I am trying to solve the below exercise in Simmons.
(a) Let $U$ be the single-element set $\{1\}$. There are two subsets, the empty set $\emptyset$ and $\{1\}$ itself. If $A$ and $B$ are arbitrary subsets of $U$, there are four possible relations of the form $A \subseteq B$. Count the number of true relations among these.
(b) Let $U$ be the set $\{1,2\}$. There are four subsets. List them. If $A$ and $B$ are arbitrary subsets of $U$, there are $16$ possible relations of the form $A \subseteq B$. Count the number of true ones.
(c) Let $U$ be the set $\{1,2,3\}$. There are $8$ subsets. What are they? There are $64$ possible relations of the form $A \subseteq B$. Count the number of true ones.

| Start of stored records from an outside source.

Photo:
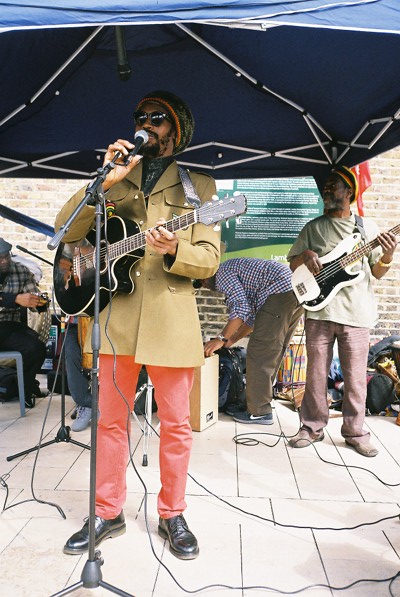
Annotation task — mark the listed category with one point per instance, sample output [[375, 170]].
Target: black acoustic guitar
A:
[[74, 264]]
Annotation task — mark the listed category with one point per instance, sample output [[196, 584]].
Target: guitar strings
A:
[[353, 257], [125, 244]]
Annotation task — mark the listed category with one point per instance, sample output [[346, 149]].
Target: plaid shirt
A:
[[247, 283], [18, 280]]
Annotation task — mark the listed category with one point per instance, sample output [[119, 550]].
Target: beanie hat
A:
[[349, 179], [5, 247], [180, 113]]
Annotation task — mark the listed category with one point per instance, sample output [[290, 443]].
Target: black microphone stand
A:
[[63, 434], [91, 576]]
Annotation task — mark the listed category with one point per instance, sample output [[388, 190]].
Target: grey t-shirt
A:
[[353, 305]]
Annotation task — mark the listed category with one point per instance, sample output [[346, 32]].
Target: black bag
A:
[[8, 383], [380, 393], [140, 400], [232, 376]]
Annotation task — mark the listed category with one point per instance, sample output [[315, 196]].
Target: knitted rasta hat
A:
[[180, 113], [349, 179]]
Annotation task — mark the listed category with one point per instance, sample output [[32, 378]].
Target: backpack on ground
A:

(d) Let $U$ be the set $\{1,2, \ldots, n\}$ for an arbitrary positive integer $n$. How many subsets are there? How many possible relations of the form $A \subseteq B$ are there? Can you make an informed guess as to how many of these are true?
Here is my attempt at a solution.
(a) We have four possible relations: \begin{align*} & \emptyset \subset U & & \text{True; the empty set is a subset of every set} \\ & U \subset \emptyset & & \text{False; $1 \in U$} \\ & \emptyset \subset \emptyset & & \text{True; every set contains itself} \\ & U \subset U & & \text{True; every set contains itself} \end{align*} (b) There are four subsets: $$\emptyset, \{1\}, \{2\}, \{1,2\}.$$ Every set is a subset of itself, giving $4$ true relations. The empty subset is a subset of the other three subsets, giving $3$ more true relations. (And three false relations since the empty set is not a superset of the other three subsets.) The two single sets are subsets of $\{1,2\}$, giving $2$ more true relations. Further, they are not supersets of $\{1,2\}$. The singleton sets are not subsets of each other, giving two more false relations. All $16$ relations have been accounted for, so we have $$4 + 3 + 2 = 9$$ true relations.

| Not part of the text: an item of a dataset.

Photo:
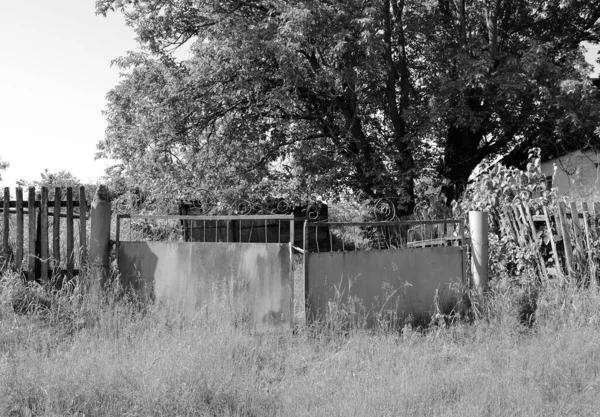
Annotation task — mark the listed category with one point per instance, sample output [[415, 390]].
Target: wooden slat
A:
[[20, 229], [70, 252], [577, 231], [31, 234], [509, 221], [566, 241], [44, 237], [37, 204], [553, 243], [5, 231], [525, 209], [589, 239], [82, 228], [56, 230]]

(c) The possible subsets of $U = \{1,2,3\}$ are $$\emptyset, \{1\}, \{2,\}, \{3\}, \{1,2\}, \{1,3\}, \{2,3\}, \{1,2,3\}.$$ The empty set is a subset of every set, so that gives $8$ true relations. Every set is a subset of itself, giving $8$ more true relations. There are $\binom{3}{2} = 3$ singleton sets, which are not contained in any of the three three-element sets, giving three more $3 \cdot 3 = 9$ false relations. There are three two-element sets, none of which are contained in $\{1,2,3\}$, giving three more false relations. The three singleton sets aren't contained in each other, so that gives two more false relations. The three two-element sets are not contained in each other, so that gives two more false relations.
At this point, I'm having trouble completing this. Though I could surely do this by brute-force, there surely must be a good way to generalize it to $n$ element sets that I cannot think of at this moment.
Any hints on how to generalize would be appreciated.